The circuit in this new project consists of 3, 1.2v rechargeable NiMh batteries. The device is a motion activated, outdoor LED light we use above our garbage cans to automatically illuminate the area when I take garbage out at night. The problem is that the device KILLS batteries because it will continue depleting them until they are at zero voltage.

It uses 3, D Cells in Series so the total voltage is of course approximately (1.4v x 3 cells) = 4.2v fully charged.

What I want is to add a battery protection circuit that will stop the device from drawing current from the batteries when the voltage drops below the per cell voltage minimum of 1.2v or (1.2v x 3) = 3.6v

It would be nice to start with a POT to be able to adjust the cut off voltage over a range of maybe 3.9v to 3.0v, then after finding the best compromise, replace the POT with a resistor.

If there is already a thread with such a thing (pretty sure there is), I didn't find it so a link would be great if it already exists.
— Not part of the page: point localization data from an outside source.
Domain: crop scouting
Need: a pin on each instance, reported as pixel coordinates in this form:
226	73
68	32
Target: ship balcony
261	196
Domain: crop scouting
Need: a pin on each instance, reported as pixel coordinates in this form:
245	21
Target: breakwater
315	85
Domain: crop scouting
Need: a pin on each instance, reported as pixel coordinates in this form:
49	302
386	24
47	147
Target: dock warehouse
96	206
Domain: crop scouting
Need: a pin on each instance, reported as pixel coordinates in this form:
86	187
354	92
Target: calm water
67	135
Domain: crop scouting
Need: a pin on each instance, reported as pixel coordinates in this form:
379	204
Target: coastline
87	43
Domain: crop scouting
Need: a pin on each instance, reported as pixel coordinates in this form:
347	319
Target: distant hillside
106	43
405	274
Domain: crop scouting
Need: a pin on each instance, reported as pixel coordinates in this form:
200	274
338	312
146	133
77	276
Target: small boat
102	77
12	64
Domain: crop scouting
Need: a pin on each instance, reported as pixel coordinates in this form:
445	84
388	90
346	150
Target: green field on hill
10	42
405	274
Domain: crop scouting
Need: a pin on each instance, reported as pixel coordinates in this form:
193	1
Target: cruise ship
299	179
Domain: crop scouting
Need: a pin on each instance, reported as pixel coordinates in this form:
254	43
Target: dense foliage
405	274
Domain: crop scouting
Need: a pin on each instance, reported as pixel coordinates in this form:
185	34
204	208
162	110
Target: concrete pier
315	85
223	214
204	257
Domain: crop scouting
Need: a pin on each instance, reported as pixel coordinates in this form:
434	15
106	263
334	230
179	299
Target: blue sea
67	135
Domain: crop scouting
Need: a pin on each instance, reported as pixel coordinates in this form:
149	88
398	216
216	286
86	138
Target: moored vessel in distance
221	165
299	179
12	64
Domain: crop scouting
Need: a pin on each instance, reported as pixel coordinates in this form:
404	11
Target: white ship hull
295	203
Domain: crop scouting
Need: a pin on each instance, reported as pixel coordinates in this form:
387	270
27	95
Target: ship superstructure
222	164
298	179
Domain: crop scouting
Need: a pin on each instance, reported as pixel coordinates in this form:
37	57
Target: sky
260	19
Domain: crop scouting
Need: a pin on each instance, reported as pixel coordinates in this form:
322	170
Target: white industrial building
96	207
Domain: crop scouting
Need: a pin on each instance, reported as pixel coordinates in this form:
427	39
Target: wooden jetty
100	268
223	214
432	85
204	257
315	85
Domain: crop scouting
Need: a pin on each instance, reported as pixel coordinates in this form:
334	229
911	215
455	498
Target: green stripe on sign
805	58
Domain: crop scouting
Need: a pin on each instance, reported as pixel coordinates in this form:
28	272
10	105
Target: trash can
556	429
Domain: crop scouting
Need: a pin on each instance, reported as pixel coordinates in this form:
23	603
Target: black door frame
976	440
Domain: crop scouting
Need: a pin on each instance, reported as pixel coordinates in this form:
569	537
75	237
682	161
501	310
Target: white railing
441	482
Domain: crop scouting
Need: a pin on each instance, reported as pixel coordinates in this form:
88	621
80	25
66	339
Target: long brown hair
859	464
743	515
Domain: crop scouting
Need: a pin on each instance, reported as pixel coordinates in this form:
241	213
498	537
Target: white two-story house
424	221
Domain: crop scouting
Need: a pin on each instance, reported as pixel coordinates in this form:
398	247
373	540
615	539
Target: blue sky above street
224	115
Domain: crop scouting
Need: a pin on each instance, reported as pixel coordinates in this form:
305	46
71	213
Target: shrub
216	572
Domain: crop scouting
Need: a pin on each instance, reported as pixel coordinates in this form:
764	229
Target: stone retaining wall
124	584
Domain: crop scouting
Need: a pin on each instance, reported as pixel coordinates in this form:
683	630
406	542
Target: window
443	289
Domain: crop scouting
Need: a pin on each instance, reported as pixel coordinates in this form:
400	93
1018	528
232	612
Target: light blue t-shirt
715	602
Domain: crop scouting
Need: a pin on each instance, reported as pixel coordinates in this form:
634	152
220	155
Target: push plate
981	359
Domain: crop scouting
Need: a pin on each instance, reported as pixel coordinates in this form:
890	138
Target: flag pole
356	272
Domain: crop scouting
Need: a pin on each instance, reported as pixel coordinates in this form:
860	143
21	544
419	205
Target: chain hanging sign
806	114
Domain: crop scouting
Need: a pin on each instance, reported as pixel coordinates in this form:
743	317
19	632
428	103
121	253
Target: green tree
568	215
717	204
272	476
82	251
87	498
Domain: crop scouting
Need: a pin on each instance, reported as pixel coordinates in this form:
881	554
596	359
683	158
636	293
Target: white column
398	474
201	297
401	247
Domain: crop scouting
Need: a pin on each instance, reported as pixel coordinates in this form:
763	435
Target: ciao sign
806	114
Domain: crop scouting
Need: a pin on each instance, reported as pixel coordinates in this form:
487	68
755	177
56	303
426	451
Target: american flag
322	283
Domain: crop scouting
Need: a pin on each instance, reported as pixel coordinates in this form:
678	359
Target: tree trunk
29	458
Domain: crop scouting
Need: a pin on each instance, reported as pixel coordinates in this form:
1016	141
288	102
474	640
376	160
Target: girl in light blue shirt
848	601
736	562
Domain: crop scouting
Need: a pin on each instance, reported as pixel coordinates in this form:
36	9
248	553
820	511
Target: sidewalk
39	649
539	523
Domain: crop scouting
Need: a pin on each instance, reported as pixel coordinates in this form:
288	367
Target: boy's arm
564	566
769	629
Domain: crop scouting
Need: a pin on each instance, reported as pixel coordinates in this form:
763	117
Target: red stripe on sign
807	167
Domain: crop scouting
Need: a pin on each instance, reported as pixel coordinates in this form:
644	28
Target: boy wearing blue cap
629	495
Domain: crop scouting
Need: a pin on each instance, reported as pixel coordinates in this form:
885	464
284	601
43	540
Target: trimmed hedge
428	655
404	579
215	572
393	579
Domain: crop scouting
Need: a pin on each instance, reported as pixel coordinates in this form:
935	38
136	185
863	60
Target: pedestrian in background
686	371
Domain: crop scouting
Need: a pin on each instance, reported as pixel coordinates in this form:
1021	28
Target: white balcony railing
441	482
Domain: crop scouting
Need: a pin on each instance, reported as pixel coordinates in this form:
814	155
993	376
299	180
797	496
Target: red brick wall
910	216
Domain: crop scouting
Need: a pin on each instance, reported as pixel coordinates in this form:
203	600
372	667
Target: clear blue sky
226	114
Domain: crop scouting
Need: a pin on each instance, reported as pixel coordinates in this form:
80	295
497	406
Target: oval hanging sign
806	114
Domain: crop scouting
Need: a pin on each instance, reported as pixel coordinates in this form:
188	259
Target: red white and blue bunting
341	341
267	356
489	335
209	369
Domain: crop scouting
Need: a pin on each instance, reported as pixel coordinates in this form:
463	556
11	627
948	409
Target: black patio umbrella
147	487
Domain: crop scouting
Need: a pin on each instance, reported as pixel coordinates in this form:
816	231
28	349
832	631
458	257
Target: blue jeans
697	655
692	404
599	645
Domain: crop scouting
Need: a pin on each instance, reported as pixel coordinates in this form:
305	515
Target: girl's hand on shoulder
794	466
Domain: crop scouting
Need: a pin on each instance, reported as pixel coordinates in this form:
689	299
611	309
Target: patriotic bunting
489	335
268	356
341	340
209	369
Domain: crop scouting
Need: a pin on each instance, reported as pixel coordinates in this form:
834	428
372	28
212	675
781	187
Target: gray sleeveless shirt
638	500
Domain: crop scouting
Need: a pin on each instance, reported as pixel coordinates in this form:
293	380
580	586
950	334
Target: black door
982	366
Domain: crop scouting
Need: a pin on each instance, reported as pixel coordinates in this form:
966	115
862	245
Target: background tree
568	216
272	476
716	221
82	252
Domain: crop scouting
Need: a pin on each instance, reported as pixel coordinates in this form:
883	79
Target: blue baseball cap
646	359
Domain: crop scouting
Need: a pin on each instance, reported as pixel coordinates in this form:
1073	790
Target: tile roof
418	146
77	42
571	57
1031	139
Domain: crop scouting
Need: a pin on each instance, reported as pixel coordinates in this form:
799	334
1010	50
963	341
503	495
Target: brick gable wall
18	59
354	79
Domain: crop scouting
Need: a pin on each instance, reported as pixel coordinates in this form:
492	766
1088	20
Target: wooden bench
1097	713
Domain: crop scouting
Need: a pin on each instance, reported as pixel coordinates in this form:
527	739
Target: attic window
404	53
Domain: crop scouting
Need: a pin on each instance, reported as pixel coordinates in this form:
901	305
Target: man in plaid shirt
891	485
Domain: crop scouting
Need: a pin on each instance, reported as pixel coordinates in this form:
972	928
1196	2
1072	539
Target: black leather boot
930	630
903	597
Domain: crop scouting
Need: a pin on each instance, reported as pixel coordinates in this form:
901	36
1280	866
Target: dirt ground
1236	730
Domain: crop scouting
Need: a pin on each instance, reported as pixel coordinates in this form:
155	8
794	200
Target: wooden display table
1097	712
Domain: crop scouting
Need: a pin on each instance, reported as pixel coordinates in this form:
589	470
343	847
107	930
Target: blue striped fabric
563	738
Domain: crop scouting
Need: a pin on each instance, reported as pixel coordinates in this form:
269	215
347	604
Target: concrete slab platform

If not, this should be a very easy thing to do using a TL431 ?


Joined Mar 14, 2008
Here's a circuit with LTspice simulation that should do what you want.
Its cutoff is adjustable between ≈3V and ≈3.9V with pot U2 (shown for pot positions of 0%, 50%, and 100%).
It uses a low-power TLV431 instead of the more common TL431 to minimize current drain.
The P-MOSFET must be a logic-level type (Vth maximum of <2V).
R4 provides positive-feedback hysteresis so the circuit doesn't oscillate around the trip point.
For minimum battery drain, connect this circuit between the activation circuit output and the LED.